It wouldn't be fair either to the author or the reader to go through the book picking out wonderful bits to quote out of context, context being what this book is all about, but a word must be said about the people in this book. Living in a town "where all the women are strong, all the men are good-looking, and all the children are above average," as Keillor tells his radio audience every week, are individuals so intently portrayed that they emerge as universal figures.

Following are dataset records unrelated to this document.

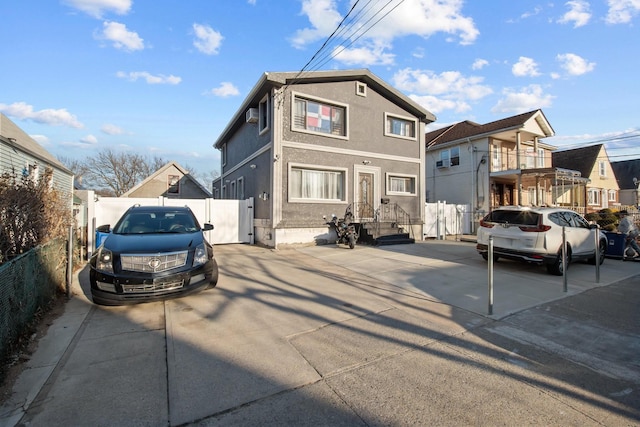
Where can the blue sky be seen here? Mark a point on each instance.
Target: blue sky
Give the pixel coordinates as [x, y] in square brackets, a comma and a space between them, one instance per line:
[164, 77]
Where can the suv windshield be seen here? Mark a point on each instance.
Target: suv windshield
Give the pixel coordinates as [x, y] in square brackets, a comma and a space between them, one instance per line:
[513, 217]
[156, 222]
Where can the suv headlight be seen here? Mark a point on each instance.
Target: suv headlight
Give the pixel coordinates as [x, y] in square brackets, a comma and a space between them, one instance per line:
[200, 257]
[104, 260]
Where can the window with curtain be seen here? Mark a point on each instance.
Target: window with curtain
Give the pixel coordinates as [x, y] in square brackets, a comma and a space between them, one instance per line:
[316, 184]
[396, 126]
[319, 117]
[401, 185]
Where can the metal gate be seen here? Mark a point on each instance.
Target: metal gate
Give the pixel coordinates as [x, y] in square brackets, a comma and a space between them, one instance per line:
[232, 219]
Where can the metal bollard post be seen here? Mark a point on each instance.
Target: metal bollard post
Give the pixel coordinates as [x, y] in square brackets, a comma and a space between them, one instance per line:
[597, 234]
[564, 259]
[490, 263]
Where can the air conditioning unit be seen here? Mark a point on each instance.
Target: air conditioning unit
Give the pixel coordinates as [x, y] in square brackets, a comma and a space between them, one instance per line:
[252, 115]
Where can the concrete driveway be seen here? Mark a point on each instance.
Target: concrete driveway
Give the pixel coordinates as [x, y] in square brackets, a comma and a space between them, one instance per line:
[331, 336]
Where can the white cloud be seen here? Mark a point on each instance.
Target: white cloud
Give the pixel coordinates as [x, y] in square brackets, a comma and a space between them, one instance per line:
[622, 11]
[579, 13]
[121, 38]
[525, 67]
[24, 111]
[149, 78]
[575, 65]
[366, 56]
[89, 140]
[526, 99]
[111, 129]
[97, 8]
[479, 64]
[225, 89]
[381, 25]
[449, 90]
[208, 40]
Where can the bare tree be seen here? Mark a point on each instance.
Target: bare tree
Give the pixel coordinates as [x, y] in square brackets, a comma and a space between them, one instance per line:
[111, 172]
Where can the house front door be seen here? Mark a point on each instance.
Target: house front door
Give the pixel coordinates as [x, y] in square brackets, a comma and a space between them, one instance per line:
[367, 191]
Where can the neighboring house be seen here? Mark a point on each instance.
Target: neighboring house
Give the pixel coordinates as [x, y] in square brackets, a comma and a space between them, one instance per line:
[172, 181]
[311, 144]
[21, 155]
[495, 164]
[593, 163]
[628, 175]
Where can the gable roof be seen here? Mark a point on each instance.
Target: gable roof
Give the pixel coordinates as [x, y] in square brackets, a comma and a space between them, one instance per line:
[163, 169]
[276, 80]
[13, 135]
[626, 171]
[533, 123]
[581, 159]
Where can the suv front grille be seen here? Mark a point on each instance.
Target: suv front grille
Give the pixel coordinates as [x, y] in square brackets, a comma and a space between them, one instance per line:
[153, 263]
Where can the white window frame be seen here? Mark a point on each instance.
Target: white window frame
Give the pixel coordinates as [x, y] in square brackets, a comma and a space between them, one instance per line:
[264, 115]
[240, 188]
[345, 108]
[391, 175]
[451, 156]
[388, 117]
[320, 168]
[541, 158]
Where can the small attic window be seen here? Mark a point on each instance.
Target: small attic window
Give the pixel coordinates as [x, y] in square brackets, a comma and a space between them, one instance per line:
[361, 89]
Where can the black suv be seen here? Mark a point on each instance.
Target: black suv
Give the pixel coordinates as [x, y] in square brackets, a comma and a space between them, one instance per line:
[153, 252]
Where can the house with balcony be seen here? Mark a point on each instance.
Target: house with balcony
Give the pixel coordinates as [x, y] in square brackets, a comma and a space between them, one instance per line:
[500, 163]
[601, 190]
[313, 144]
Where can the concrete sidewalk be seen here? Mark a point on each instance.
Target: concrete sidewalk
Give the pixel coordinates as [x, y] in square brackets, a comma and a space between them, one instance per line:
[325, 335]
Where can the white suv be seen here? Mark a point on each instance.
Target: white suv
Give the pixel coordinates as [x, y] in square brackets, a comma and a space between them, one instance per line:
[535, 235]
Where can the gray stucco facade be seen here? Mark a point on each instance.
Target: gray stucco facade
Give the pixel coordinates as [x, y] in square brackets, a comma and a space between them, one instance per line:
[310, 145]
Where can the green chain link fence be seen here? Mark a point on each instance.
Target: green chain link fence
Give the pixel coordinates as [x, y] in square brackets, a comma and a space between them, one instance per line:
[28, 283]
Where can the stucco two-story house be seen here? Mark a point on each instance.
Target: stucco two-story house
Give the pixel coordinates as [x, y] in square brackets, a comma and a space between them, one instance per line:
[171, 181]
[312, 144]
[495, 164]
[628, 175]
[21, 155]
[593, 163]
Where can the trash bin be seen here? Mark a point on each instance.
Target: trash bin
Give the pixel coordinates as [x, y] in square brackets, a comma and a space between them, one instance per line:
[615, 244]
[100, 238]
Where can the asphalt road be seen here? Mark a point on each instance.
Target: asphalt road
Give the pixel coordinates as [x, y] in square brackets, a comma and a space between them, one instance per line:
[328, 336]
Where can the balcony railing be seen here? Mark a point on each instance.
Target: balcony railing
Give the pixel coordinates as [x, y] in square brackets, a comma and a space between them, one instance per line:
[505, 160]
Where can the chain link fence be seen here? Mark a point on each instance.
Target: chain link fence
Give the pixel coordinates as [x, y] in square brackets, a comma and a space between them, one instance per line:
[27, 284]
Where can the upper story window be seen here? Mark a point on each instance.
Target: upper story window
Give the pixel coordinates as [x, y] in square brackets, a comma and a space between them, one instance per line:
[455, 156]
[319, 117]
[173, 183]
[400, 127]
[263, 114]
[602, 168]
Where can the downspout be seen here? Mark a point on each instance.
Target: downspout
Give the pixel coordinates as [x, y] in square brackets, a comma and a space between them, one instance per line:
[519, 189]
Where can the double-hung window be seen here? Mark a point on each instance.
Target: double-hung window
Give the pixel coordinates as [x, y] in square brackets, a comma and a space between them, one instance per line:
[316, 184]
[400, 127]
[319, 117]
[399, 184]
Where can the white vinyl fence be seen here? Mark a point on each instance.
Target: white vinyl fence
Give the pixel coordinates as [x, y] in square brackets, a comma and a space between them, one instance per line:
[232, 219]
[442, 219]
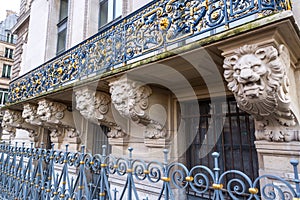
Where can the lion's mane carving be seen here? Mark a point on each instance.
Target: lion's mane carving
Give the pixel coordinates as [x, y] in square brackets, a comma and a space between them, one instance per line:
[257, 77]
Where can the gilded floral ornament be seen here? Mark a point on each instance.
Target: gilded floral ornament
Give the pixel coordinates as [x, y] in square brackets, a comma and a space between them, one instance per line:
[160, 24]
[257, 76]
[164, 24]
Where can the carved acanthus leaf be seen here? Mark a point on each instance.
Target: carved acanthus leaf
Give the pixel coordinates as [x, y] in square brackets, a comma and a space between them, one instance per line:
[12, 119]
[257, 76]
[30, 114]
[94, 106]
[51, 112]
[130, 99]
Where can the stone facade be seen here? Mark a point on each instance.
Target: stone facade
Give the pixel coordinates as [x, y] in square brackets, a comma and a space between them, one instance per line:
[142, 103]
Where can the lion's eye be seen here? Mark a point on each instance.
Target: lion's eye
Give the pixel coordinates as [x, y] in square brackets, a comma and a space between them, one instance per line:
[255, 67]
[237, 71]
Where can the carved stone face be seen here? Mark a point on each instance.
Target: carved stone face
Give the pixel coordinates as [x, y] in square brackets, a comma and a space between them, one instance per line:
[28, 112]
[249, 72]
[254, 76]
[7, 118]
[44, 110]
[85, 103]
[120, 95]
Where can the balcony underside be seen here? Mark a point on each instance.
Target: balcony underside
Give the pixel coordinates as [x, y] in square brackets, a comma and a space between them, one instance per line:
[57, 78]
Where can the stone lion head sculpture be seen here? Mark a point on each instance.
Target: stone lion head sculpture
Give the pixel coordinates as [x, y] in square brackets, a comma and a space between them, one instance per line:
[255, 76]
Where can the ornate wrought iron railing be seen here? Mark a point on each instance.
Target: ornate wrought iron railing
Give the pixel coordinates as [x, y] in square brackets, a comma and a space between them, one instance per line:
[154, 27]
[37, 173]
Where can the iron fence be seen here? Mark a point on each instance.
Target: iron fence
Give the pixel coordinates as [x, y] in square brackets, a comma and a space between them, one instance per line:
[38, 173]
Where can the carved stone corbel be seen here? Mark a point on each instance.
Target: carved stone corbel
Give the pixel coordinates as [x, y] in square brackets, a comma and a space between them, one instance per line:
[13, 120]
[55, 117]
[131, 100]
[257, 76]
[30, 114]
[95, 107]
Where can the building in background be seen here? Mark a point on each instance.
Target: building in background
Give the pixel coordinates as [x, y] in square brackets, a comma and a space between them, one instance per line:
[7, 48]
[154, 75]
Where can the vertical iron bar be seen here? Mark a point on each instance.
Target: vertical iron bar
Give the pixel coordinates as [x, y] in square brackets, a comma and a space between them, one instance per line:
[296, 176]
[129, 176]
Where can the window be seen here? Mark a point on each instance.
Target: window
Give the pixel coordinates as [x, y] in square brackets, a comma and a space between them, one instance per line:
[6, 70]
[109, 10]
[3, 96]
[220, 127]
[62, 26]
[8, 53]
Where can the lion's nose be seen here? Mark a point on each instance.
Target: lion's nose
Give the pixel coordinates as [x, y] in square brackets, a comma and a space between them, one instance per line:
[246, 74]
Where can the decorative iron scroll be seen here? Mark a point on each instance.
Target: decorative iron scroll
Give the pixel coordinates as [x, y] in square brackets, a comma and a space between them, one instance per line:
[38, 173]
[153, 27]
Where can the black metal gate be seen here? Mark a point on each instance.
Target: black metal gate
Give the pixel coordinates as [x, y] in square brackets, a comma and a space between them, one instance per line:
[224, 128]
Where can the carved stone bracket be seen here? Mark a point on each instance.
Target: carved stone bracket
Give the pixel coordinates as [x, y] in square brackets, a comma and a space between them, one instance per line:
[30, 114]
[131, 100]
[12, 120]
[257, 76]
[95, 107]
[51, 112]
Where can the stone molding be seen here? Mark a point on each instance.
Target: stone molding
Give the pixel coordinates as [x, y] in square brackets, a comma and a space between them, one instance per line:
[51, 112]
[95, 107]
[30, 114]
[257, 76]
[13, 120]
[131, 100]
[55, 117]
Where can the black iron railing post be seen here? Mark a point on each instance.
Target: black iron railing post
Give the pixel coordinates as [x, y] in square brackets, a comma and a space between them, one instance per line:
[296, 177]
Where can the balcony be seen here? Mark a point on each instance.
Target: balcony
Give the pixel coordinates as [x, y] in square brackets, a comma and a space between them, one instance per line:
[8, 39]
[155, 29]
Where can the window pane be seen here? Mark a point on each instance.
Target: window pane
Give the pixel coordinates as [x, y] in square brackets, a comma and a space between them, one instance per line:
[1, 95]
[11, 53]
[6, 53]
[8, 71]
[5, 97]
[63, 9]
[4, 70]
[103, 13]
[61, 41]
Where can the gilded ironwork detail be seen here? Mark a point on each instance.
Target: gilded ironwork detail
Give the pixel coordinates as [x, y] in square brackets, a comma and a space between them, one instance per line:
[153, 27]
[28, 176]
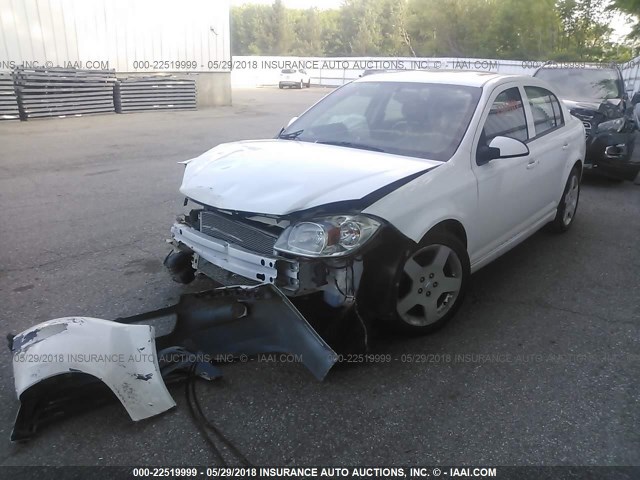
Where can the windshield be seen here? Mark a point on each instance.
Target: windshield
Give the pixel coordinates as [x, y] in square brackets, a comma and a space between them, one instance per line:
[415, 119]
[582, 83]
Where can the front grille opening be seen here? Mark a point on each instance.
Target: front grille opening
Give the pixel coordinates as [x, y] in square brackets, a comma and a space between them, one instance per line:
[237, 232]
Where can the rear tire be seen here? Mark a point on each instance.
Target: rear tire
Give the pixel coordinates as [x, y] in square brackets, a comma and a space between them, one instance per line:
[568, 205]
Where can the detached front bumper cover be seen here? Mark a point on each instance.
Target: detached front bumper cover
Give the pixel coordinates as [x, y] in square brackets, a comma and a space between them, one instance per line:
[60, 365]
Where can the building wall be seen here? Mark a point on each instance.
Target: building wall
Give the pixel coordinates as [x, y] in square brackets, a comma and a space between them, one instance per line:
[130, 36]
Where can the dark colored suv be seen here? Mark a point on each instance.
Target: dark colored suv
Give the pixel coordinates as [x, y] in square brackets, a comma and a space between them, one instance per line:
[596, 96]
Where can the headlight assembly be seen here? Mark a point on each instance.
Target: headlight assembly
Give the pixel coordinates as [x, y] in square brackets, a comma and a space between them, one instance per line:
[332, 236]
[612, 125]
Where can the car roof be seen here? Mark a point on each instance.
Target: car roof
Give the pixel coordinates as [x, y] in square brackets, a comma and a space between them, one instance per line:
[452, 77]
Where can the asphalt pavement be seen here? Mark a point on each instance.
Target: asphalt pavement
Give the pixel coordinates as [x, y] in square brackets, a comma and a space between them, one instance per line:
[541, 365]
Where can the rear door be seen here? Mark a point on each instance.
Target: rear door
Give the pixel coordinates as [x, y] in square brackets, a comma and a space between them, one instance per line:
[549, 144]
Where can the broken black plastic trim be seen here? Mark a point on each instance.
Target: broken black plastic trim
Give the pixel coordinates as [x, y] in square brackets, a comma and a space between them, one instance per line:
[241, 320]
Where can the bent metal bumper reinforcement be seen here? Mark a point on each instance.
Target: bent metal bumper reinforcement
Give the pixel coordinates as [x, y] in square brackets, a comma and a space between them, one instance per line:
[71, 364]
[264, 268]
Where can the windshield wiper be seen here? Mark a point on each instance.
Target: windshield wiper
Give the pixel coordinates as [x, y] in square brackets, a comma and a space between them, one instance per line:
[351, 145]
[290, 135]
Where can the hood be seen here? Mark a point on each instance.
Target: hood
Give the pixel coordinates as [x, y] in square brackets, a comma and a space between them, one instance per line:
[279, 177]
[609, 108]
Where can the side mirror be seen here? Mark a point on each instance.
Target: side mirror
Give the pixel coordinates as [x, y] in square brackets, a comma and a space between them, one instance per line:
[501, 147]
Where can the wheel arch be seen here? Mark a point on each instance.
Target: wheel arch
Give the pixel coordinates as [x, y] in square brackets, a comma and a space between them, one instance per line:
[451, 226]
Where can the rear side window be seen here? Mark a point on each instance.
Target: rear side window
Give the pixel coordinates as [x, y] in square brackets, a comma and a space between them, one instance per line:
[545, 109]
[506, 117]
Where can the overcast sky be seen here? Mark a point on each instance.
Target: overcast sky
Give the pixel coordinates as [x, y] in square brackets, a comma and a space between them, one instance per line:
[618, 24]
[322, 4]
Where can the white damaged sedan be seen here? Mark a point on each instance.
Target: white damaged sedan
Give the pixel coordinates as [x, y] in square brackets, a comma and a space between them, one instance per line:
[386, 194]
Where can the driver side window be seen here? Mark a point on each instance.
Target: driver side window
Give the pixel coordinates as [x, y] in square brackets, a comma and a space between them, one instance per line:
[506, 118]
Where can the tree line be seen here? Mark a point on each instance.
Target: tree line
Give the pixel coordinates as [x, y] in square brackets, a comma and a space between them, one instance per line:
[501, 29]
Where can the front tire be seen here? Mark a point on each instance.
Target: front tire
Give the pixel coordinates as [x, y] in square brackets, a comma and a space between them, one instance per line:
[568, 204]
[417, 290]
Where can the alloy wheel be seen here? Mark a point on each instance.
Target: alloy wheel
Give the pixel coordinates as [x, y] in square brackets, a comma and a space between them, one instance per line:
[431, 283]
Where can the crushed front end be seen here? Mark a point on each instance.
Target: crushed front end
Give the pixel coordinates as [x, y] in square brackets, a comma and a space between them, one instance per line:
[234, 248]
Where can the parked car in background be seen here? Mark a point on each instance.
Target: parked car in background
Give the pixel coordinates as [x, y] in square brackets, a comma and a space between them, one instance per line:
[597, 97]
[387, 194]
[292, 77]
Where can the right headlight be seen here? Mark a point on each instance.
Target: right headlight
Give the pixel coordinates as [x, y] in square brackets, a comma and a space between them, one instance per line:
[612, 125]
[330, 236]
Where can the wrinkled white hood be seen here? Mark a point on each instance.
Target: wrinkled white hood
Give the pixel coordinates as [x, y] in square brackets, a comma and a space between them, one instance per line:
[282, 176]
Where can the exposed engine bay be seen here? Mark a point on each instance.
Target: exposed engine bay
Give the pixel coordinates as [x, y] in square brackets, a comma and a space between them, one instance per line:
[234, 248]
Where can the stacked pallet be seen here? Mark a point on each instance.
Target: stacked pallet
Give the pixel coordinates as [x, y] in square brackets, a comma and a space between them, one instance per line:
[60, 92]
[155, 92]
[8, 99]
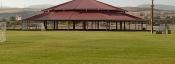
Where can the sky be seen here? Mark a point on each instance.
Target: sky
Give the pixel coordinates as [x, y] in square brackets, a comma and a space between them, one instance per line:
[120, 3]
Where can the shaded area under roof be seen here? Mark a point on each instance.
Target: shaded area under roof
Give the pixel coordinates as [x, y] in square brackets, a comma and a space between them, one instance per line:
[72, 15]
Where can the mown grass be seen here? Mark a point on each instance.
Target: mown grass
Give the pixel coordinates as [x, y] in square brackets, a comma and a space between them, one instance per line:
[76, 47]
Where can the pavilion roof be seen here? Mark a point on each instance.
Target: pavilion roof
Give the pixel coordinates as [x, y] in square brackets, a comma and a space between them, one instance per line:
[73, 15]
[84, 5]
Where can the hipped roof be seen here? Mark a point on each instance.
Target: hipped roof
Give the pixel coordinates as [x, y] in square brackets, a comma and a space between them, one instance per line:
[71, 15]
[84, 5]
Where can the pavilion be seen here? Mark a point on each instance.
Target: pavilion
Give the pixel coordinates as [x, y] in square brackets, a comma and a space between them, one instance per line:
[85, 15]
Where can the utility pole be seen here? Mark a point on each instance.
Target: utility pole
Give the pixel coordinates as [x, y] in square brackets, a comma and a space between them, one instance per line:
[152, 17]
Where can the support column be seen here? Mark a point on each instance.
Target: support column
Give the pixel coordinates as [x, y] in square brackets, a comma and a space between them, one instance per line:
[124, 25]
[73, 25]
[68, 25]
[45, 24]
[54, 25]
[129, 25]
[109, 25]
[98, 25]
[142, 25]
[135, 25]
[84, 25]
[120, 25]
[116, 25]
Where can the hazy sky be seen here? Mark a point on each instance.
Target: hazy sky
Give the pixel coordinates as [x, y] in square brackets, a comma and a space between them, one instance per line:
[25, 3]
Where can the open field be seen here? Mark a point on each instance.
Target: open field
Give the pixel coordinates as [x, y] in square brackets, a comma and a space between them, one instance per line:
[60, 47]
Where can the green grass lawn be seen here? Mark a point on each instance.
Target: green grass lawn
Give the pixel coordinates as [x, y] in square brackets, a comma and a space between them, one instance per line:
[61, 47]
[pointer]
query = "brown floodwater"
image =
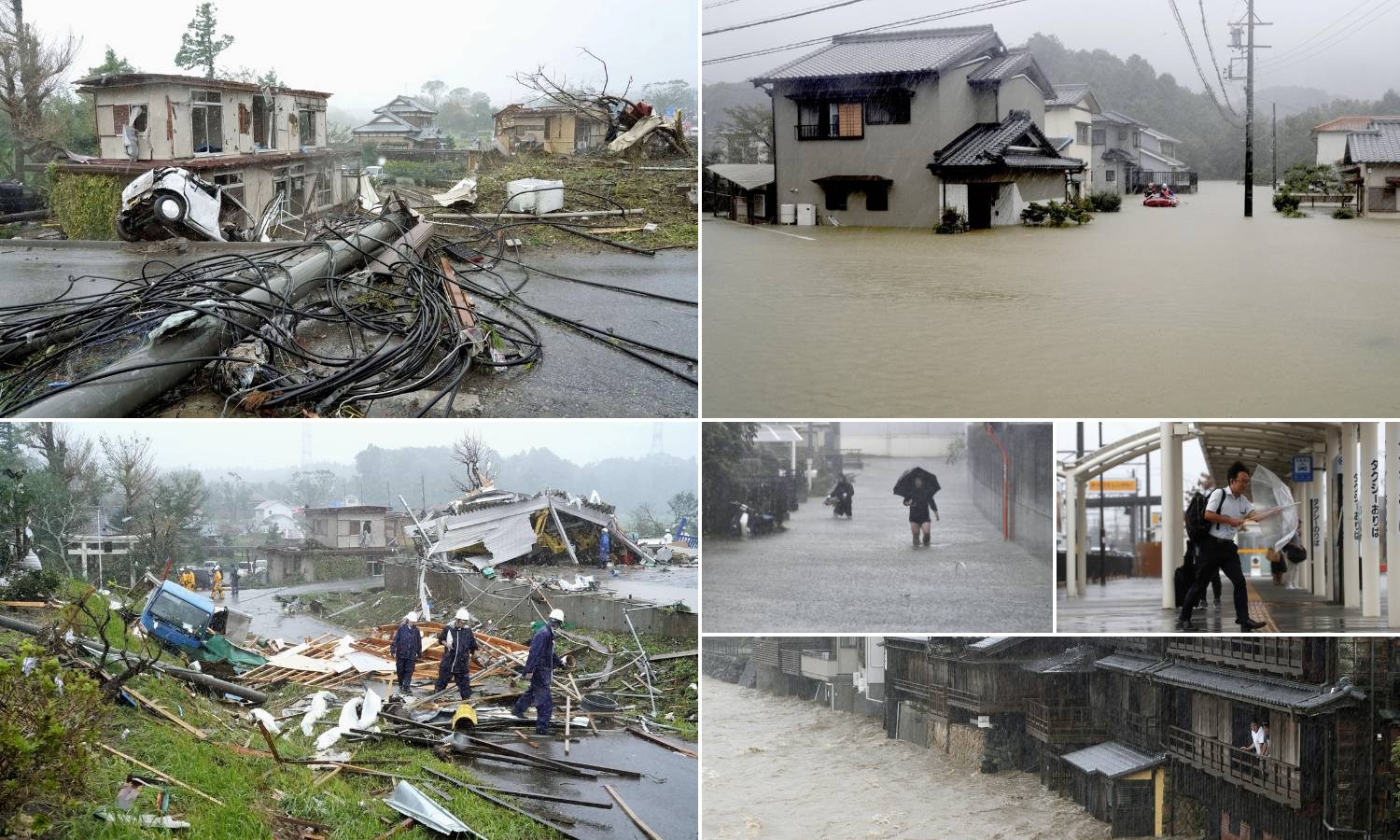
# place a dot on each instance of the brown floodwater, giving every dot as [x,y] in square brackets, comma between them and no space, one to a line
[1142,313]
[783,767]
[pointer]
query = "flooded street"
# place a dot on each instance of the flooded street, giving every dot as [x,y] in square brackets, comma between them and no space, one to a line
[831,775]
[1019,321]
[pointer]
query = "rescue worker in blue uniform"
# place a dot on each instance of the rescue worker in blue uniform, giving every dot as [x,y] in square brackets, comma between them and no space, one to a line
[539,671]
[458,650]
[406,647]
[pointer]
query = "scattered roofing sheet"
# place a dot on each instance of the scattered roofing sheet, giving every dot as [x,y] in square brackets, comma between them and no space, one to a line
[1113,759]
[912,50]
[1077,660]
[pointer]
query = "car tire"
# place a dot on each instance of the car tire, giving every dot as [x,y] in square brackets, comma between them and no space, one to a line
[168,209]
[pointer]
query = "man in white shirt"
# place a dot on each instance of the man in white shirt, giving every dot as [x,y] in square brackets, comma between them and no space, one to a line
[1226,510]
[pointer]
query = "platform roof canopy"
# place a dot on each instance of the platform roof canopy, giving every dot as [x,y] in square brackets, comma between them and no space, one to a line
[1223,442]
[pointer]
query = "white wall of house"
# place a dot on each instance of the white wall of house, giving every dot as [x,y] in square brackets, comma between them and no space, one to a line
[1332,146]
[1064,120]
[168,129]
[940,111]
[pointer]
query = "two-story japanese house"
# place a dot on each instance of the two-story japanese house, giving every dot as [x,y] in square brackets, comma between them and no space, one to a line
[890,128]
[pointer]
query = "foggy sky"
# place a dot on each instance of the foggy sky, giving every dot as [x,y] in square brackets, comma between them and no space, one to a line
[269,444]
[366,53]
[1360,64]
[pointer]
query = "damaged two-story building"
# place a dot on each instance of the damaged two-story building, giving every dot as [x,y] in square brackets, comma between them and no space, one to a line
[890,128]
[252,140]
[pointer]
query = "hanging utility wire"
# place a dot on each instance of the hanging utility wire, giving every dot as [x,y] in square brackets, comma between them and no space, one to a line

There's Art who runs Art's Bait & Night O'Rest Motel who threatens to run off any guest who cleans fish on the picnic tables and proceeds to do so. Einar Tingvold, with his white crewcut, horn-rimmed glasses, and bobbing Adam's apple, struggles valiantly and with growing desperation to turn Lake Wobegon's boys into the Scout Ideal. Elizabeth, the switchboard operator, who knows everyone's business, doesn't hesitate to tell the narrator when she's disappointed in him. But, then, she knew his grandfather and remembers a January night long before when the old man woke up all the children in his house and took them outside to see a wolf, silver in the moonlight. "Your grandpa knelt down and put his arms around us and said, 'I want you to take a good look and remember this because you may never get to see it again.' So we looked real good . . . and everything that's happened since is like a long dream."
In recalling the mostly silent forebears of Lake Wobegon the narrator quotes a bit of homely philosophy: "No innocent man buys a gun and no happy man writes his memoirs." Maybe not. But a man who has lived in and out of happiness into maturity might reach back into the straw of his beginnings and spin a golden tale, proving that: "Some luck lies in getting what you have which once you have got it you may be smart enough to see is what you would have wanted had you known." And bequeathing thereby a gracious sufficiency.
**We are what we are. Motto on town crest. And while we're at it, a footnote about footnotes in "Lake Wobegon Days." Don't skip them. They contain not only vital but occasionally hilarious material which you would be sorry to miss. The fact that one of these footnotes runs on to 13 pages in length should not be allowed to daunt the reader of this book. Hard work to no apparent purpose being one of the hallmarks of a true Wobegonian.